K?ylaiQnn hat die Diskussion gestartet


Hallo,

ich bin 25 Jahre alt, lebe seit 8 Jahren glücklich in einer Beziehung und habe keine Lust mehr auf Sex. Früher wollte ich ständig, 3x am Tag und mehr. Nun ging das aber vor ca. 3 Jahren rapide bergab und seitdem habe ich nur noch extrem selten bis gar keine Lust mehr auf Sex. Meinen Freund wie auch andere Menschen finde ich nach wie vor attaktiv und an kuscheln, massieren, streicheln habe ich auch nach wie vor Interesse, nur eben an Sex nicht mehr.

Ich vermisse es auch nicht wirklich. Nur leidet mein Freund sehr darunter. Wir haben zwischenzeitlich ne andere Lösung für ihn gefunden, aber auf Dauer kann es das ja auch nicht sein... zumal ich schon gerne wieder Spass dran hätte. Und einfach mitmachen ohne Spass.. das ist für uns beide keine Option.

Was ich, denke ich, ausschliessen kann:

- Dass es an der Beziehung liegt. Ich habe auch kein Verlangen nach Sex mit anderen Männern oder Frauen.. (früher hatte ich das schon!)

- Dass es nur vorübergehend ist (3 Jahre ist nicht nur vorübergehend)

- Dass es an Schmerzen liegt. Ich hatte selten Schmerzen beim Sex und dann meist aus Unachtsamkeit.
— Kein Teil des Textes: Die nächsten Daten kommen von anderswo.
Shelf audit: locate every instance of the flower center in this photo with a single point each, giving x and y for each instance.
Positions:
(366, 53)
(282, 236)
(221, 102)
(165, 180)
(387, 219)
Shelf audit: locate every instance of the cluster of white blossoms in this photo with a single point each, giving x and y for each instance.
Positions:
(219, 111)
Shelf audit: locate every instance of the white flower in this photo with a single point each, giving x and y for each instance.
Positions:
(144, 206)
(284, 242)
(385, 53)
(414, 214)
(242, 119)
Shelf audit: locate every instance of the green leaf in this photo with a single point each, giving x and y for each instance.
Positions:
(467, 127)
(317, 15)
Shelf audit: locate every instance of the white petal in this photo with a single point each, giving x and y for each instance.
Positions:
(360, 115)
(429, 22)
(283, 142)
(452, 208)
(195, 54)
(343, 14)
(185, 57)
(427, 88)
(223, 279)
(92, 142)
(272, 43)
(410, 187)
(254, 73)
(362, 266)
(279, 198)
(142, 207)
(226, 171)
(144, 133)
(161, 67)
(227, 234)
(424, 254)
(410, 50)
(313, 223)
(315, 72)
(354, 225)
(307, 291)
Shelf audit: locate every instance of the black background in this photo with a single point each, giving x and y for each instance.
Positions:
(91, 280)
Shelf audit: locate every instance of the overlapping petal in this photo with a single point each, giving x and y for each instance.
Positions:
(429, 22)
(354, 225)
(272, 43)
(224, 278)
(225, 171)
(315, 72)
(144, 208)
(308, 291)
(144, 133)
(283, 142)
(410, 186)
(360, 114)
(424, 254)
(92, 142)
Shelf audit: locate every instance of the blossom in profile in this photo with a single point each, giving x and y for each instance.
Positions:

- Dass es an der Pille liegt. Die nehme ich schon seit Monaten nicht mehr, weil die Pille auch Unlust hervorrufen kann und weil ich sie bei der seltenen Frequenz eh nicht brauche

Weitere Hinweise, die evtl von Belang sein könnten:

- Ich habe eine emotional instabile Persönlichkeitsstörung (Borderline).. die ist aber mehr für häufig wechselnde Sexualpartner als für Unlust bekannt

- Ich habe schon viele Sachen ausprobiert, war auch immer offen für Vieles.. aber auch das hat sich in den letzten Jahren sehr verändert

- Ich befriedige mich nach wie vor selbst, allerdings hat das dann wenig zeremonielles oder so.. ist dann eine ziemlich fixe Sache, quasi mehr so zum Stress abbauen. Schwer zu erklären.

Ich hoffe, es kann wer was damit anfangen und ich bekomme hilfreiche Tipps in welche Richtung ich noch weiter forschen könnte...

Vielen Dank schonmal vorab!

Kylinn

PS: Falls ich das falsche Forum erwischt habe, bitte verschieben... bin mir etwas unsicher wegen dem Thema in Zusammenhang mit Borderline... Danke.

Antworten
d&arkw3atxer


Ich habe einige solche Fälle im Bekanntenkreis..

Mal ist der Mann in deiner Lage, aber meistens ist es die Frau.

Für den jeweils anderen Part ist das sehr zermürbend, kratzt am Ego und ich glaube, dass das langfristig auch zur Trennung führen kann, wenn ma nicht "auf einen Nenner" kommt..

Wie ist euer Verhältnis denn sonst?

Habt ihr gemeinsame Interessen? Habt ihr noch "eigene Privatleben"?

Wie waren die letzten Male, als noch was lief?

Vielleicht liebst du deinen Freund noch als Mensch, aber nicht mehr als Partner..

K~ylinwn


Unser Verhältnis sonst ist super. Wir machen gerne was zusammen (und nicht nur aus Gewohnheit), machen aber oft auch jeder mal was für sich, eigenen Hobbies nachgehen. Entdecken auch neue Dinge zusammen. Haben gemeinsame Freunde, aber auch welche, wo jeder von uns nur was mit "seinen" Leuten macht". Wir sind gerne zusammen, freuen uns, wenn wir uns abends sehen und in den Arm nehmen können, vom Tag erzählen, kuscheln, lachen, zusammen kochen..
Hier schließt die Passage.